A bare reading of the judgment shows that the court at Panchkula discarded all evidence produced by the NIA. The whole case against the accused was based on the confessional statement of one of the accused, namely Aseemanand, u/s 164 of Code of Criminal Procedure Act. The trial court discussed at length various glaring irregularities in the whole process of obtaining the confession. On this issue, three dates were very important. On January 13, 2011, Aseemanand submitted to the court that he had no intention of giving any confession and he was remanded to judicial custody by the court. On January 15, 2011, he was again produced by the NIA before magistrate and his confession was recorded. No permission was taken from the remand court and thus the NIA violated the law. It is curious as to how Aseemanand changed his mind within 48 hours. On January 15, 2011, after recording his so-called confessional statement, Aseemanand was again sent to police custody.

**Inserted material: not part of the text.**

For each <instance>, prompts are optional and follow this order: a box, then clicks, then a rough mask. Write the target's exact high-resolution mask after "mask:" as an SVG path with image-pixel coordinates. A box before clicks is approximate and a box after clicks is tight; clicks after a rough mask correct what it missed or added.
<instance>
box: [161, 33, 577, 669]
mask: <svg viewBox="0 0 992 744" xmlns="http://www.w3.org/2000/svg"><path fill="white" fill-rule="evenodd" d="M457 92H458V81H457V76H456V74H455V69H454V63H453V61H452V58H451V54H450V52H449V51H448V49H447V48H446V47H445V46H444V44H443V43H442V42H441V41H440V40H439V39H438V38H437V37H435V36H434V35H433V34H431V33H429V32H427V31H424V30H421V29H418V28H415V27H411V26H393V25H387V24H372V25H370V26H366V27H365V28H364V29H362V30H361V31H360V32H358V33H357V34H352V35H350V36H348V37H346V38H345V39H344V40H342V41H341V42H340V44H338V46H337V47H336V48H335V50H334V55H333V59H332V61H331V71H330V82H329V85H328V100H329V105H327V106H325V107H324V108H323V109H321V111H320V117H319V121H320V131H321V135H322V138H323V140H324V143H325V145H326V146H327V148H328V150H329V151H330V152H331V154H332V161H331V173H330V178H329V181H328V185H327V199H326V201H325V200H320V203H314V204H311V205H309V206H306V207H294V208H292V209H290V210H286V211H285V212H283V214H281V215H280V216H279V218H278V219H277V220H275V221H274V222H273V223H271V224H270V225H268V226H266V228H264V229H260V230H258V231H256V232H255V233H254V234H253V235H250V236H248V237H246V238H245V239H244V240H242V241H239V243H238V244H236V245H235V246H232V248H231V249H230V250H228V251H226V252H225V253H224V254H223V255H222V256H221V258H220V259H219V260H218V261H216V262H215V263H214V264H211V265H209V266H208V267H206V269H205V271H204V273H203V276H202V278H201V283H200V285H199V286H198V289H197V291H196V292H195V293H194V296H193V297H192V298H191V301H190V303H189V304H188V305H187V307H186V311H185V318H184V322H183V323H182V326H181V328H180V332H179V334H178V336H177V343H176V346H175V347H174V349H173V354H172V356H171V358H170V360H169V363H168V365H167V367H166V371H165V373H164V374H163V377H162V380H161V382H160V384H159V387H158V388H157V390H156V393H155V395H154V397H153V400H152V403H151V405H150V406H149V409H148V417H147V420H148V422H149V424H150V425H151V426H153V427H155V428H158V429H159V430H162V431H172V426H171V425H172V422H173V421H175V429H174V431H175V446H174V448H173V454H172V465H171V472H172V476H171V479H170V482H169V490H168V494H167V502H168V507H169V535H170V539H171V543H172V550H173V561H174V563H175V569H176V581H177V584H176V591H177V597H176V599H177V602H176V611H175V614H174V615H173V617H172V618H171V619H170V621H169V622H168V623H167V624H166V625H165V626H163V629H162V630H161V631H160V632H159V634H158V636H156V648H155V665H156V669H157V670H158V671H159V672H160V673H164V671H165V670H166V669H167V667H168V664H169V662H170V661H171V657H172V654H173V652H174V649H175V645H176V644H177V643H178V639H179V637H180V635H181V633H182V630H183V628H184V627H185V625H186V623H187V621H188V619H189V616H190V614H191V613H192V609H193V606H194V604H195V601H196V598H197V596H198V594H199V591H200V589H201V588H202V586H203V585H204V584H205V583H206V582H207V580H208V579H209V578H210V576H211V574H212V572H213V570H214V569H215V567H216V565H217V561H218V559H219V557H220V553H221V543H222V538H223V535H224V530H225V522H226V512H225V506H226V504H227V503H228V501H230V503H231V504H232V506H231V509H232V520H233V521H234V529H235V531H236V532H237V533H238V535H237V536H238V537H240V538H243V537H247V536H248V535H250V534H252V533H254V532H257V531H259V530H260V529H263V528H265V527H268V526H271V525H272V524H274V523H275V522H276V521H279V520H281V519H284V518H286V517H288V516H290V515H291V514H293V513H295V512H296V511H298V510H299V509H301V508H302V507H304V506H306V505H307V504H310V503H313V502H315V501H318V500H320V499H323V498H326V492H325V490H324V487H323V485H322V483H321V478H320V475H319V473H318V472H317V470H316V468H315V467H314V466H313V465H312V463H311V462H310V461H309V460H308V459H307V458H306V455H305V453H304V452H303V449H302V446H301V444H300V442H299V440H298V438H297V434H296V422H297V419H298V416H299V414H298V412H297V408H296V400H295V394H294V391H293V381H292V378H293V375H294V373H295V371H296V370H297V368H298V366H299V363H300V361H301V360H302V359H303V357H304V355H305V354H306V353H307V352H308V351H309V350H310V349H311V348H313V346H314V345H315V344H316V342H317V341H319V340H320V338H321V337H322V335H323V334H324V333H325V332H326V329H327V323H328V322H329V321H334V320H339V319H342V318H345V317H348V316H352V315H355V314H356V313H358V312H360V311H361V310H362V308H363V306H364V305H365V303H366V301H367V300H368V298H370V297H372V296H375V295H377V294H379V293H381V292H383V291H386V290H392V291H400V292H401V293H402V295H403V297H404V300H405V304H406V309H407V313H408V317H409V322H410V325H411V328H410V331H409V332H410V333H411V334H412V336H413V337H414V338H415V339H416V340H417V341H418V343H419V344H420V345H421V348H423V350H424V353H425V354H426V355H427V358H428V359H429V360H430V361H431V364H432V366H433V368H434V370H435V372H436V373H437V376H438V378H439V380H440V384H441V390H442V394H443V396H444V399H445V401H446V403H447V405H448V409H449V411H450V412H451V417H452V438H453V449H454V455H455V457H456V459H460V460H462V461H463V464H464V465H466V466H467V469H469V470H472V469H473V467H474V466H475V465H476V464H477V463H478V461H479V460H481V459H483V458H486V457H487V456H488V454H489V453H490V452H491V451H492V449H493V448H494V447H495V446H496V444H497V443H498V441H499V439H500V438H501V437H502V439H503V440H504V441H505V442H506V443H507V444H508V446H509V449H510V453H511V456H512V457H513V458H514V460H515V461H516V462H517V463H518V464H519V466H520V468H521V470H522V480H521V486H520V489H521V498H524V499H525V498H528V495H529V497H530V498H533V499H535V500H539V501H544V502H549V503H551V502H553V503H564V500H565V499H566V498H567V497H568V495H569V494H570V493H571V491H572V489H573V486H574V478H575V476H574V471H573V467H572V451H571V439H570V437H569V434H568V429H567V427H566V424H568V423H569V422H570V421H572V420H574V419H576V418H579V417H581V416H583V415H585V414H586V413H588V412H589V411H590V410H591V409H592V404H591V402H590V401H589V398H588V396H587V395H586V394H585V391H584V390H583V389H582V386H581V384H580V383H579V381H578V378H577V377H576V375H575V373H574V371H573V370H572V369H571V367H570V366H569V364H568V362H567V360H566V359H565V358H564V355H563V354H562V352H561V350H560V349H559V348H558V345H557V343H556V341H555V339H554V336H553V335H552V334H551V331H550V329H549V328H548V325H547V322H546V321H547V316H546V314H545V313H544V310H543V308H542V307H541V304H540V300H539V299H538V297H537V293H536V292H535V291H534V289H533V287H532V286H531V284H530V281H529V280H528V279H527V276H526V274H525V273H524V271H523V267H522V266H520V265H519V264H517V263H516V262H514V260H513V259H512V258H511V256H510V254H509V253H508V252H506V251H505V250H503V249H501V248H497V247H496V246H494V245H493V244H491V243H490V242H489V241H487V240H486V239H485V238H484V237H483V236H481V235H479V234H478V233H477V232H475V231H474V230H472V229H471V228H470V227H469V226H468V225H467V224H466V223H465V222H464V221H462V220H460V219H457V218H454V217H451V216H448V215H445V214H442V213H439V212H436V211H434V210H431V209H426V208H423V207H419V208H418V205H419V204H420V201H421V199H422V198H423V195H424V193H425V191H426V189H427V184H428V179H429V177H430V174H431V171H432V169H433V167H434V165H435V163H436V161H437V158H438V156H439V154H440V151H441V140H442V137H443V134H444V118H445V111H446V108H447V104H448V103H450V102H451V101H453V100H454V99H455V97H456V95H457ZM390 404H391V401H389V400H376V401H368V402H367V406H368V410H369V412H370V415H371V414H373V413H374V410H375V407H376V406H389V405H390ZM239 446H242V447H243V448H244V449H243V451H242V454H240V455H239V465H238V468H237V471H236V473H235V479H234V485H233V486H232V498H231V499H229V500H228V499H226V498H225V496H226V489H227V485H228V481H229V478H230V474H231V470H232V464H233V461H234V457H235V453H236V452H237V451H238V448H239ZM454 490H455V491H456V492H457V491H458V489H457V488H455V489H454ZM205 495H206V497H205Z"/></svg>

This sequence of events shows that the allegation of torture cannot be ruled out. On May 12, 2011, at the first available opportunity of being produced before a special court, Aseemanand retracted his confession. It is in these circumstances that the NIA special court at Panchkula has now discarded the confessional statement and the whole case has collapsed. If at all the NIA possessed any circumstantial evidence supporting the confessional statement, the outcome would have been different.

The most shocking observation of the court is with regard to the NIA’s failure in investigating and producing vital evidence such as: 1) CCTV footage at Delhi railway station that might have shown who were the real culprits behind the blasts. 2) Fingerprint expert reports to show who was behind the blast and whether the accused really had any connection with the blast. 3) Test identification by the tailor in Indore who had stitched cloth covers for the bags containing explosives recovered at the blast site to establish whether the accused had any role in getting these. 4) Tracking the trail of some unknown passengers from the train who got down probably after planting the bomb.

Thus, the acquittal of the accused is not due to the weak presentation of the case during trial but due to a legally untenable chargesheet founded on a concocted story.

What pains me is the fact that the politically motivated projection of the case emboldened the defenders of terror emanating from Pakistan. Whenever Indian civilians or soldiers fell to terror attacks at the hands of jihadis and India tried to raise the issue at international forums, the pro-jihad lobbies promptly retaliated by pointing out India’s official acknowledgement of the existence of saffron terror and the vigour with which India’s premier investigating agency admitted the role of Hindus in a terror attack.

Today, the accused stand acquitted. However, the damage caused to the war on terror is irreparable. Political opportunism has defeated not only the national interest but has also harmed the global campaign against terror.